High Park - Toronto Neighbourhoods
This community is to the north and east side of its namesake park. The area has gentle hills, and is well-treed and popular with families attracted by the park's features. The area south of Bloor was bought in 1836 by John Howard, Toronto's first surveyor, who named his estate High Park for its views of Lake Ontario, and in 1873 he deeded it to the City of Toronto, which preserved his Colborne Lodge residence as a museum. The community used to part of the Town of West Toronto Junction, which was annexed by the City of Toronto in 1909.

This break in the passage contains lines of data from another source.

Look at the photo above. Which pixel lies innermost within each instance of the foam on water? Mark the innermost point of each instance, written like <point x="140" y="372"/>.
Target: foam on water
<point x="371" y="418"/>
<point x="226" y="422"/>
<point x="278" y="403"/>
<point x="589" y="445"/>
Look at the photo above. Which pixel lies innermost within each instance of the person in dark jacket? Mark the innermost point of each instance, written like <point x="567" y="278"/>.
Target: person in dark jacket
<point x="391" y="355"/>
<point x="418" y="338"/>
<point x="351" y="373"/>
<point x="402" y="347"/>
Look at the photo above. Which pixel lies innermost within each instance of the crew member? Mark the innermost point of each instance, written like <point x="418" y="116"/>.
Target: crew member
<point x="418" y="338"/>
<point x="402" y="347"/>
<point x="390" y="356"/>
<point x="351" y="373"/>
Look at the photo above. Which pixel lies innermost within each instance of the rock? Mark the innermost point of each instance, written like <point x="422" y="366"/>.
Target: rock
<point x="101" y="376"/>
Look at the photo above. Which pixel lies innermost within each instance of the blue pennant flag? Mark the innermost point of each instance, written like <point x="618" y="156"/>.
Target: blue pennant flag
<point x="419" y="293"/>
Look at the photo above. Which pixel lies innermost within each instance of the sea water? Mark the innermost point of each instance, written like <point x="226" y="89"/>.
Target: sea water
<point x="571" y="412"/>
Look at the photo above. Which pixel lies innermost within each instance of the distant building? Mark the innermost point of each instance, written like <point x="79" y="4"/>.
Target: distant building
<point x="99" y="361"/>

Motorists are minutes from downtown vie Lake Shore Boulevard and the Gardiner Expressway. TTC riders can access 3 stations (Runnymede, High Park, and Keele) on the Bloor-Danforth subway line or can take the King Street streetcar right into downtown.

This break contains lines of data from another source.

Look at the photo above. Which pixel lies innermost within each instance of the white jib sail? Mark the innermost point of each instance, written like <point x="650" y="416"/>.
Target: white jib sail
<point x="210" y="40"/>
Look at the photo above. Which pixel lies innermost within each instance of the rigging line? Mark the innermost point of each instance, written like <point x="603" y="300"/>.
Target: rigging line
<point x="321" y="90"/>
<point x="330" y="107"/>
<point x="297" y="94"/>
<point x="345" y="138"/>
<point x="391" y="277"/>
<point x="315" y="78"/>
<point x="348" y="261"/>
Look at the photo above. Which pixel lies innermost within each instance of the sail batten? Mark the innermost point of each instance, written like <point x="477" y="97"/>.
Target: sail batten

The community is served by 4 public elementary schools, 1 Catholic elementary school, 2 private elementary schools, 2 secondary schools and 2 public libraries. University of Toronto is accessed via the Yonge-University-Spadina subway, and Ryerson University is accessed via Lakeshore/Kings Street streetcar going east and Humber College's Lakeshore campus is accessible via the Lake Shore Blvd bus westbound.
This community is served by several shopping areas: 'Bloor West Village' and 'Bloor By The Park' along Bloor, and Little Poland along Roncesvalles. which all feature good shopping and European bakeries, delis and restaurants. There's also the heritage decorated 'Junction Gardens', along Dundas Street West, highlighting it railway history.
The area is on the west side of 161 hectare (399 acre) High Park, which has a large pond, picnic areas and gardens, an outdoor amphitheatre, a restaurant, an outdoor pool, various sports facilities (tennis, baseball, soccer, lawn bowling), and for the kids, a trackless train, a small zoo, and a playground. The paved recreational pathways along the Humber connect to the Martin Goodman Trail along the city's waterfront.
The community has many impressive Victorian, Edwardian, and Tudor-style homes, many built around the turn of the last century. Some larger homes were divided into multiple-family dwellings. The neighbourhood has a wide range of condominium apartment buildings, north of Bloor Street, many affordably priced and with great views of High Park and Lake Ontario. There are also a number of walk-up apartments in the community. House prices here range from low to medium-high levels.